Under UCSC's shared-governance guidelines, the administration handles financial matters and organization while faculty leads academic policy.
New programs and departments are typically started when a group of faculty formulate a proposal. The plan is then reviewed by administration to determine if it is feasible and the resources are available. UCSC's Academic Senate then evaluates the proposal and decides if it should be implemented.
Currently a faculty group is being formed to hash out what an ethnic studies program might look like.
"The unfortunate truth for those who work in critical race studies is we get disproportionately called upon to remedy the lack of ethnic studies through all sorts of interim courses," said Christine Hong, a UCSC literature professor participating in the faculty group who also is teaching an independent study course for students interested in ethnic studies. "We are overburdened with service requests, and it's not a tenable situation for faculty, staff or students to devote a great deal of time fighting for changes in curriculum."
Even while the UC system is struggling with successive years of budget cuts, and more coming for next year, programs have been created at UCSC, including Jewish Studies recently being offered as a major and a brand new major in robotics.
"The easiest way to go about creating an ethnic studies major would be to develop an interdisciplinary program that draws on faculty and courses from different departments," said Lee, the vice provost for academic affairs. "The faculty themselves have been resistant to an ethnic studies department.
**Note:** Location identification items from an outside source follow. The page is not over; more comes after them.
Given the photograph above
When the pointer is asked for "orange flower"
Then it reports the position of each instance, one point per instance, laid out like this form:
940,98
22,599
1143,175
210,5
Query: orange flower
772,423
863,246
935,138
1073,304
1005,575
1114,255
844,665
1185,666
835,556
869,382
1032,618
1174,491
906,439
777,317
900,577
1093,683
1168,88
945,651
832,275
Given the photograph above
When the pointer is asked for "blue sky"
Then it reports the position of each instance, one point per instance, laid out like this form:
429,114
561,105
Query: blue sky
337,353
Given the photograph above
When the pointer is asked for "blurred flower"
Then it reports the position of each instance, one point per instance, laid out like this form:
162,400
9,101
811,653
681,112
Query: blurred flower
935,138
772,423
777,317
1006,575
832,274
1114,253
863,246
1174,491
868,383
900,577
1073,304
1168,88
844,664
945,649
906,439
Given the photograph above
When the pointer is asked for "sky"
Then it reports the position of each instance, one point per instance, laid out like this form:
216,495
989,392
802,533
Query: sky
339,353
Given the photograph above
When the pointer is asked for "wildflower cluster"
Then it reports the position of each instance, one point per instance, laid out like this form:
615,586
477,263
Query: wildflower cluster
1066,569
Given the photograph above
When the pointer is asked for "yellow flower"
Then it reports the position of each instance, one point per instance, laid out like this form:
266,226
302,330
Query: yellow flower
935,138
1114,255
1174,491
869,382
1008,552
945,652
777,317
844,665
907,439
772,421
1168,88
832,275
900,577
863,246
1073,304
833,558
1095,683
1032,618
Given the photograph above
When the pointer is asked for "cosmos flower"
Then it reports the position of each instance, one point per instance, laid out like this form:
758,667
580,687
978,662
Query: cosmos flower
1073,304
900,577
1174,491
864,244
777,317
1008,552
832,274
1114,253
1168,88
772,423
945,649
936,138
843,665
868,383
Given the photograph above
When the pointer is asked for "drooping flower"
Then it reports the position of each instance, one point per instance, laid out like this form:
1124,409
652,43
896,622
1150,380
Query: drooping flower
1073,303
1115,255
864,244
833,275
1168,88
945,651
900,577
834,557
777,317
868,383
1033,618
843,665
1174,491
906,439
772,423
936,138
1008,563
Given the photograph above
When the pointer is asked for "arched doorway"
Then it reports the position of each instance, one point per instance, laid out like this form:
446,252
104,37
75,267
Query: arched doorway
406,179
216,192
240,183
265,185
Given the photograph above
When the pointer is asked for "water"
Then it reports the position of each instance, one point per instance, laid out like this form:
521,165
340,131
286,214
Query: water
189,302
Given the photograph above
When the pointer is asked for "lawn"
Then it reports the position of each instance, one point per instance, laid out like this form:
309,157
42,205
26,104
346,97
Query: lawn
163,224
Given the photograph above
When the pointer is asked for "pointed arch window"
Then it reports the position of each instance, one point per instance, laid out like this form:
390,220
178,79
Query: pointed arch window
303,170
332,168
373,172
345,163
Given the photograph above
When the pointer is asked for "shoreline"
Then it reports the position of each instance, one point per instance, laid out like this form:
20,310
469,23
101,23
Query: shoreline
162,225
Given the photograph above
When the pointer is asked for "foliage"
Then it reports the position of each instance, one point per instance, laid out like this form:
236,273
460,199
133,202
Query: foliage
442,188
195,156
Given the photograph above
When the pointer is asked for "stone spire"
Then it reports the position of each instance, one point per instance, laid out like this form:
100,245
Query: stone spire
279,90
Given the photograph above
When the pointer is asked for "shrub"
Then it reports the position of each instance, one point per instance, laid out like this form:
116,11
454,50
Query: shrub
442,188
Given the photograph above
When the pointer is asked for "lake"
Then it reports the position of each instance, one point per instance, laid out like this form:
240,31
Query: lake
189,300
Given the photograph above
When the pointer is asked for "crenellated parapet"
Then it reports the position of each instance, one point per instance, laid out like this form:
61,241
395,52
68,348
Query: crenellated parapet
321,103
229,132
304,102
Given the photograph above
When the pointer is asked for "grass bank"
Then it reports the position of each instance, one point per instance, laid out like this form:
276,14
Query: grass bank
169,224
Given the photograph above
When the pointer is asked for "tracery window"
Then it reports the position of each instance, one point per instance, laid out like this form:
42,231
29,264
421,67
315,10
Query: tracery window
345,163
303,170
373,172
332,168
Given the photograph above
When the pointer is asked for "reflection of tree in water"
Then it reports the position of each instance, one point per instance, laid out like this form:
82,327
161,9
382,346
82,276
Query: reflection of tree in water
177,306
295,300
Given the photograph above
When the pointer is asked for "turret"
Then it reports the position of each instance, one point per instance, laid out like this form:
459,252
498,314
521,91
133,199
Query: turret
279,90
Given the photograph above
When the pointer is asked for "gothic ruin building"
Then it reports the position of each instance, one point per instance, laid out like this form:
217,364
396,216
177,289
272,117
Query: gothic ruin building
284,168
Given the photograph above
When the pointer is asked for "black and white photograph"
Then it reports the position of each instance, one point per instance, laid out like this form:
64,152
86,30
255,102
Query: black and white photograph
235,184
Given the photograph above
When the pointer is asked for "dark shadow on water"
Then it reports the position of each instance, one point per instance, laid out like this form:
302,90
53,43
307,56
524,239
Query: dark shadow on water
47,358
They feel like the study of ethnicity should go on within departments."
Academic Senate Chair Susan Gillman echoed Lee, saying that a full-fledged department is not necessarily the best way to proceed.
"There's is a lot of discussion about the best way to conceive it," Gillman said. "It's not an easily defined object or method of study, and it's very inter-disciplinary. ... We have several departments that are too small, and there are more flexible ways of creating the program. We don't want to copy Berkeley or UCLA. We want to put our unique Santa Cruz stamp on it."
However, students and faculty who are the most adamant about the need for ethnic studies say an inter-disciplinary program will merely serve as a "place holder" and not establish a well-defined and funded framework with dedicated faculty.
"What's wrong with that piecemeal approach is that it represents at best a holding pattern," Hong said. "Ethnic studies has developed in an uneven pattern, with Asian-American studies, African-American studies and Native American studies historically underdeveloped. There should be an overarching and comparative and theoretical structure where faculty who work in these areas can come together in critical conversation."
The students and faculty who participated in the March 2 rally are reaching out to student and university organizations and committees, working on their own vision for the program and doing their best to keep momentum going into next year, when many of the organizers will have moved on after graduation.
"We know we won't benefit from this because we'll be gone by then," Freeman said. "This is a movement and a project for Californians, for the students who will come after us, particularly the underrepresented groups."